Keywords

6.1 Introduction

Recently, there has been a great interest in stability criteria for delay differential equations arising in applications, such as compartmental systems and neural networks. Our aim in this paper is to show that some recent stability criteria can easily be obtained from a comparison principle for differential inequalities whose right-hand side satisfies the quasimonotone condition. We emphasize that our approach gives not only a unified proof of some recent stability criteria, but, moreover, it yields stronger results.
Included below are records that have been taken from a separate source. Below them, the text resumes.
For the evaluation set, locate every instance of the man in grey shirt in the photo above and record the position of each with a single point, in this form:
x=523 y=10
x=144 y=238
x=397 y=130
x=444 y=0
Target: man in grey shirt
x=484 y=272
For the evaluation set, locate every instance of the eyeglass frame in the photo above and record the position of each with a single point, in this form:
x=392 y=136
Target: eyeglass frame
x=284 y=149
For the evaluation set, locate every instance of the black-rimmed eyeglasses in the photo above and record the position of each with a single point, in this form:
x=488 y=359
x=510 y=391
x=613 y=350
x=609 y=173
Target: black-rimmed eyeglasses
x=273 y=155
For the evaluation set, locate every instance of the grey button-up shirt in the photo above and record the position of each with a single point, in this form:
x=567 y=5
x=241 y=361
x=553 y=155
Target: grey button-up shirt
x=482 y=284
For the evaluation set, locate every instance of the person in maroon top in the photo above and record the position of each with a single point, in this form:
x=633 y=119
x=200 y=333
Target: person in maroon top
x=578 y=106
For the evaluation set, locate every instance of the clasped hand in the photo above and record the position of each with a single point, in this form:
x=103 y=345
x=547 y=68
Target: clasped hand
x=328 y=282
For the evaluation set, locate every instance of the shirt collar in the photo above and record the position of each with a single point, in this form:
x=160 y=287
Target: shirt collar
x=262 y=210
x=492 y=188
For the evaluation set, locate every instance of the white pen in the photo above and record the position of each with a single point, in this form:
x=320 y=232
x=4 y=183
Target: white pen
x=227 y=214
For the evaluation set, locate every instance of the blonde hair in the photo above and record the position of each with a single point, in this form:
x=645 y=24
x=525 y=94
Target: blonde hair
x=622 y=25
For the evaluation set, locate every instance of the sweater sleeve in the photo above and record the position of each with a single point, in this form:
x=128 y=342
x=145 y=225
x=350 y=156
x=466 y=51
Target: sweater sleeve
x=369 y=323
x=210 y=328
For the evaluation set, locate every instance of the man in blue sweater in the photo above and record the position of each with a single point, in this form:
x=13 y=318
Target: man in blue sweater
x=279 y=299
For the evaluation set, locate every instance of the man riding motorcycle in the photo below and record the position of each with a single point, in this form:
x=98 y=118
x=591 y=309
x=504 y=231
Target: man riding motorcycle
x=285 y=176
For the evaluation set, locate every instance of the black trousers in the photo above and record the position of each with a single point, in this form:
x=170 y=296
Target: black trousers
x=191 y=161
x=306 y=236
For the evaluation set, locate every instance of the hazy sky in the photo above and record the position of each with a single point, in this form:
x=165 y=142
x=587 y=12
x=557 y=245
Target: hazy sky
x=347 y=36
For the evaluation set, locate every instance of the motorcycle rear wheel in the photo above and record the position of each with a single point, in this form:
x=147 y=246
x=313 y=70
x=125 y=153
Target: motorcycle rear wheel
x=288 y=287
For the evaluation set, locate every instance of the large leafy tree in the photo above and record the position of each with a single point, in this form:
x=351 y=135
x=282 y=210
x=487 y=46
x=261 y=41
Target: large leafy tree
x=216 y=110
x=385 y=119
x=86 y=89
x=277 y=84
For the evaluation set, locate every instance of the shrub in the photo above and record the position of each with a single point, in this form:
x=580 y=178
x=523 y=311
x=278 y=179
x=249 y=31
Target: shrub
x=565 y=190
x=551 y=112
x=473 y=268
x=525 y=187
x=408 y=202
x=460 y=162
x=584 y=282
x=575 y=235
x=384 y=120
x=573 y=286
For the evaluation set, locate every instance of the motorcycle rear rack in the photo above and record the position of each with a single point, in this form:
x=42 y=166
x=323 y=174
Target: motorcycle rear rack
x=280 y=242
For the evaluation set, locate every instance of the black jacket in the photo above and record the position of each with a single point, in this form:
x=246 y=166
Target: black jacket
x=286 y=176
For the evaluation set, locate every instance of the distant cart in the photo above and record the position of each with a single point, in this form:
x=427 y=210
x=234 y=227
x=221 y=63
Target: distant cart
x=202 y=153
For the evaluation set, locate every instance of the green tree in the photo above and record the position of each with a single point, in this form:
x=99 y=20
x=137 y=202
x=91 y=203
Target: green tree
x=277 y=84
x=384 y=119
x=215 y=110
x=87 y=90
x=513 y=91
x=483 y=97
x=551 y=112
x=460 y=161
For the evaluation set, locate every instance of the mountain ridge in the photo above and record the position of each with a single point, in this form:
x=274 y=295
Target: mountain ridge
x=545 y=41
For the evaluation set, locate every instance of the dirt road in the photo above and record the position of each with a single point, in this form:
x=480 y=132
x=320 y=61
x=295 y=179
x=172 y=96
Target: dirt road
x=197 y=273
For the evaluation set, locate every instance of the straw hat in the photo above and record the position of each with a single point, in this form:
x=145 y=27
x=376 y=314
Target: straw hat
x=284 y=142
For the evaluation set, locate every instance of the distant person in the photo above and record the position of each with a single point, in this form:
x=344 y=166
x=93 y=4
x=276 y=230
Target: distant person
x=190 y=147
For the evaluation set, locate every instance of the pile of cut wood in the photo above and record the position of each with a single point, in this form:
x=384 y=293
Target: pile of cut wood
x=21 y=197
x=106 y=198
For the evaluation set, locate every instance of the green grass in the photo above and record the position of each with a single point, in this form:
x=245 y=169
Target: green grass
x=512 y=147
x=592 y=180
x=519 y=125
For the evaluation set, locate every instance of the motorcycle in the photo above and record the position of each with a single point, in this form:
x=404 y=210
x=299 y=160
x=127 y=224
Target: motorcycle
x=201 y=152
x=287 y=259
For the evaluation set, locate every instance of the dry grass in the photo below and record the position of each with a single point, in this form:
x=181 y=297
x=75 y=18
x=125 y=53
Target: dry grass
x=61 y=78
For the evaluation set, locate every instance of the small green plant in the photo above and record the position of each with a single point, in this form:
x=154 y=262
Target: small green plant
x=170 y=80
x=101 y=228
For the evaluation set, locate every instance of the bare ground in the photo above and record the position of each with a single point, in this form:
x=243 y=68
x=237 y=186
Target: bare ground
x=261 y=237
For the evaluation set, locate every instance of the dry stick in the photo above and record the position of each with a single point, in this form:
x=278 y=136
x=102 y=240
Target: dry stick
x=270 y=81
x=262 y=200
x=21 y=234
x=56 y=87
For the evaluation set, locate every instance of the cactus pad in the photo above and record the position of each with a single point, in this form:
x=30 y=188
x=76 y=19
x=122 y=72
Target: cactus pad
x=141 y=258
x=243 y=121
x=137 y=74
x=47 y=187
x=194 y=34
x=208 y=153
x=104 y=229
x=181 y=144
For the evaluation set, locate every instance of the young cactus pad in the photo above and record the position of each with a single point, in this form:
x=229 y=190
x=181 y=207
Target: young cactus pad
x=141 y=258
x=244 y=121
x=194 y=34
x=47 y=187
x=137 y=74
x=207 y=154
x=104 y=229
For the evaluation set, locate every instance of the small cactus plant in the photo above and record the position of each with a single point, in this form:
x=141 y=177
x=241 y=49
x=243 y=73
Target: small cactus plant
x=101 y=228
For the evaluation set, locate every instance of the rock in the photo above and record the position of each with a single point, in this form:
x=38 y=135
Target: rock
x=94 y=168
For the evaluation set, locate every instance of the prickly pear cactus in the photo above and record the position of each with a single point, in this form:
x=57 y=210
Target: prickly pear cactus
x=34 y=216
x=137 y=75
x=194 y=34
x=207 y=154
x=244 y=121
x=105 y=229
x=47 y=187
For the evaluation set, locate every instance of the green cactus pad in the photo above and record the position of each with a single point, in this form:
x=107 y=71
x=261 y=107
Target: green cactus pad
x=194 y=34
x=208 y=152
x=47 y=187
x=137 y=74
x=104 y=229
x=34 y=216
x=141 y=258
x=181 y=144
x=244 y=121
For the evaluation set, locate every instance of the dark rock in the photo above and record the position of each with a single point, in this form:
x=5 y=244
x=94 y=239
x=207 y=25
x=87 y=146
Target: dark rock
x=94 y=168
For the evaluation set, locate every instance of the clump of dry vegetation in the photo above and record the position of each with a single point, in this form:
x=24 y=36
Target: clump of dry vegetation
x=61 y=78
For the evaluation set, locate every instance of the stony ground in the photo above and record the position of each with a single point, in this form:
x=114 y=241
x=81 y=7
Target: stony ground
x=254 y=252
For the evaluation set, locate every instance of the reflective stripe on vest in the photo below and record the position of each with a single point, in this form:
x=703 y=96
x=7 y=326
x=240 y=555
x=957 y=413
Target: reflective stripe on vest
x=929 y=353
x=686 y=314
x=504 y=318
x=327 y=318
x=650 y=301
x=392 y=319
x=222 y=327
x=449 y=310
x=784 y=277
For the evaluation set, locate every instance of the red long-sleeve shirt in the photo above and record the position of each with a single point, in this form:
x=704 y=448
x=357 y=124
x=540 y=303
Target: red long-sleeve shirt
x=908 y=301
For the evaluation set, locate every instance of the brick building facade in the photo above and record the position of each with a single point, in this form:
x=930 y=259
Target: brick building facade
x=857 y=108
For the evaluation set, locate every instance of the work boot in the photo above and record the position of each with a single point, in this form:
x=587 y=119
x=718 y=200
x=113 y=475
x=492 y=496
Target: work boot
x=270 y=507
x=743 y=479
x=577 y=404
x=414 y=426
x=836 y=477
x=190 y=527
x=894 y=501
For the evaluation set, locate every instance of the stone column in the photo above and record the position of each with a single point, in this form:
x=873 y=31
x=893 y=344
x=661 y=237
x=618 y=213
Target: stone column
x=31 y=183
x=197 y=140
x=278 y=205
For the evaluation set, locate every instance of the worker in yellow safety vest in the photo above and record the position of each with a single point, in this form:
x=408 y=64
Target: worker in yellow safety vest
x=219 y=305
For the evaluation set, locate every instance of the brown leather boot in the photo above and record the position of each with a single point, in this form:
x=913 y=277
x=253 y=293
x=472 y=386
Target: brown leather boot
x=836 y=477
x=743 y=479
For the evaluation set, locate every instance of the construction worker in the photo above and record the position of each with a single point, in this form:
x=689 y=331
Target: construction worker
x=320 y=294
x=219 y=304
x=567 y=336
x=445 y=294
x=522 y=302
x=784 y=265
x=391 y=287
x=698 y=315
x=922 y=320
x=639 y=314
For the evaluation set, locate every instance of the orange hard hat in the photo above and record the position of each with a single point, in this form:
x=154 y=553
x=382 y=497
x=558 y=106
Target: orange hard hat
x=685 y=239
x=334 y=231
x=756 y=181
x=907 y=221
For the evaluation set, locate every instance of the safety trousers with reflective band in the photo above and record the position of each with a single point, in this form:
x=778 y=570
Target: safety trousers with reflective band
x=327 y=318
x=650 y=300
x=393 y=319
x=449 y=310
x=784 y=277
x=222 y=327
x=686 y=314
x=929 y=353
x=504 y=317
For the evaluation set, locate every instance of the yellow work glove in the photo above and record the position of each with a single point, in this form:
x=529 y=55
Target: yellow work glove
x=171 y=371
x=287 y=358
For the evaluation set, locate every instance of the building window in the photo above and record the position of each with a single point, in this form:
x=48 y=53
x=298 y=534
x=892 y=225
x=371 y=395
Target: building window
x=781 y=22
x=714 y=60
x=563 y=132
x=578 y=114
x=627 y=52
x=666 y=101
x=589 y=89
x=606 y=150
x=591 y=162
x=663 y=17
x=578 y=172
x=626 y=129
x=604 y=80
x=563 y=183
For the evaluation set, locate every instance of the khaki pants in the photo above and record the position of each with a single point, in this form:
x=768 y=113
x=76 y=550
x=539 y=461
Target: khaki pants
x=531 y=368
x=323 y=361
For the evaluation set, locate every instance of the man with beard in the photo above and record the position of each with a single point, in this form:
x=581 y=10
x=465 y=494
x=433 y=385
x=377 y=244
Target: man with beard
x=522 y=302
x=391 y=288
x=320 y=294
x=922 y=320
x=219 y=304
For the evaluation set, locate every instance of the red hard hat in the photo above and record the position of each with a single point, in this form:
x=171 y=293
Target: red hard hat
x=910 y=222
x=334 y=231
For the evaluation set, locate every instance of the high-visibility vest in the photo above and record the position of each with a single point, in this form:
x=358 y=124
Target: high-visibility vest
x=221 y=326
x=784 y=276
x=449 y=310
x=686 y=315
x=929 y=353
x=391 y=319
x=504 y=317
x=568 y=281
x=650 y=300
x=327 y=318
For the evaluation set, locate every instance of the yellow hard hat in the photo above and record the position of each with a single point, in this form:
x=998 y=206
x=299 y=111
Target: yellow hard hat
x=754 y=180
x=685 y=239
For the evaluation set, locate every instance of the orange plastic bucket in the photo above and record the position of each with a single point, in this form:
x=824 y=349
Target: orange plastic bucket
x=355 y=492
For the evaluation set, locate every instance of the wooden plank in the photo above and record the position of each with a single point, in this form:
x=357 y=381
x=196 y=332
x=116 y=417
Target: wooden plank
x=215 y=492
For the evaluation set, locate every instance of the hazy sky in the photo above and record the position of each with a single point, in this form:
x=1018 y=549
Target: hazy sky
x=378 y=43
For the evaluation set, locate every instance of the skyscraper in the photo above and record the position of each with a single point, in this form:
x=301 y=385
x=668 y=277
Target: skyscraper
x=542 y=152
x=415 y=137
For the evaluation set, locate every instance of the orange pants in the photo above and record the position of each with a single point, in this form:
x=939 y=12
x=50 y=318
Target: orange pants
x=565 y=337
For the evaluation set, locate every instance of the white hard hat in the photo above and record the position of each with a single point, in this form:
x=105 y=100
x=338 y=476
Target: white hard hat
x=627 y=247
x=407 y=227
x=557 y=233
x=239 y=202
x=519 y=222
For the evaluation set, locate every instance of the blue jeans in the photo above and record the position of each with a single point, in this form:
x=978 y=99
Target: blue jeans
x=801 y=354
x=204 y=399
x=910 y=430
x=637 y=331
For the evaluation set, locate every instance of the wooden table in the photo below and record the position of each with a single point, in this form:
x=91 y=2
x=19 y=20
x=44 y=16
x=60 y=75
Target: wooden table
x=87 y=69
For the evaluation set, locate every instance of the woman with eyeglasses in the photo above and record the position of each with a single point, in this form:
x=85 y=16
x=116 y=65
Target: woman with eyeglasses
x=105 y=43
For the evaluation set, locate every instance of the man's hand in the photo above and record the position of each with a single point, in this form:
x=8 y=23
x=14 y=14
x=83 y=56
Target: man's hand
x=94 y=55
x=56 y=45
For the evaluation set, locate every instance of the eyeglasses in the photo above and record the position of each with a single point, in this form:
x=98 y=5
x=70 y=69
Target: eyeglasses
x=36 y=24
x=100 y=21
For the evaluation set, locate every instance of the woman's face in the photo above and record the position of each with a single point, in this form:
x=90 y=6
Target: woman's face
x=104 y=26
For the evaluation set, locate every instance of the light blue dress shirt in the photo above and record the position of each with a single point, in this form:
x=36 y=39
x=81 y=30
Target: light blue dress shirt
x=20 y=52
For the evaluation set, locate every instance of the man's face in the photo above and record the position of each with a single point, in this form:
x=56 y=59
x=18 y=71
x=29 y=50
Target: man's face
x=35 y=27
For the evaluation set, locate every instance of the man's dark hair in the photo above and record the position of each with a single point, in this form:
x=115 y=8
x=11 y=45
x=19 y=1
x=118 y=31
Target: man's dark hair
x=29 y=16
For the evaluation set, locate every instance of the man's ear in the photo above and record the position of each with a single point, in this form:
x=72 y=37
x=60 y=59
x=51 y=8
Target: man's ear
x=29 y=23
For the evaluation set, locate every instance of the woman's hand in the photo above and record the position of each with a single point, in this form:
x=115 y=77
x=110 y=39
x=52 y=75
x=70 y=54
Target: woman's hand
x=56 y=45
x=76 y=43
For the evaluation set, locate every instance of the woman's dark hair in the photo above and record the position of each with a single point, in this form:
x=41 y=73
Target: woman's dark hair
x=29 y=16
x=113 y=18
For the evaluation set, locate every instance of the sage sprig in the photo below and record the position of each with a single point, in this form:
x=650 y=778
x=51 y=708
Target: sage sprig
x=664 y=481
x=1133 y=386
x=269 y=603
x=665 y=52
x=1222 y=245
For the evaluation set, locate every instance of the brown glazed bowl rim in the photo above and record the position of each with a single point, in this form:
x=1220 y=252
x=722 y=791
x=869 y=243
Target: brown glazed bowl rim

Let \(\mathbb{R}\) be the set of real numbers. For a positive integer n, \(\mathbb{R}^{n}\) and \(\mathbb{R}^{n\times n}\) denote the n-dimensional space of real column vectors and the space of n × n matrices with real entries, respectively. Let \(\|\cdot \|\) denote any norm on \(\mathbb{R}^{n}.\) The induced norm and the logarithmic norm of a matrix \(A \in \mathbb{R}^{n\times n}\) is defined by

$$\displaystyle{ \|A\| =\sup _{0\neq x\in \mathbb{R}^{n}}\frac{\|Ax\|} {\|x\|} \quad \text{and}\quad \mu (A) =\lim _{\delta \rightarrow 0+}\frac{\|I +\delta A\| - 1} {\delta }, }$$

respectively, where I denotes the n × n identity matrix.

A matrix \(A = (a_{ij})_{1\leq i,j\leq n} \in \mathbb{R}^{n\times n}\) is said to be nonnegative if a ij  ≥ 0 for all i, j = 1, , n and it is called essentially nonnegative if a ij  ≥ 0 for all ij, i, j = 1, , n. 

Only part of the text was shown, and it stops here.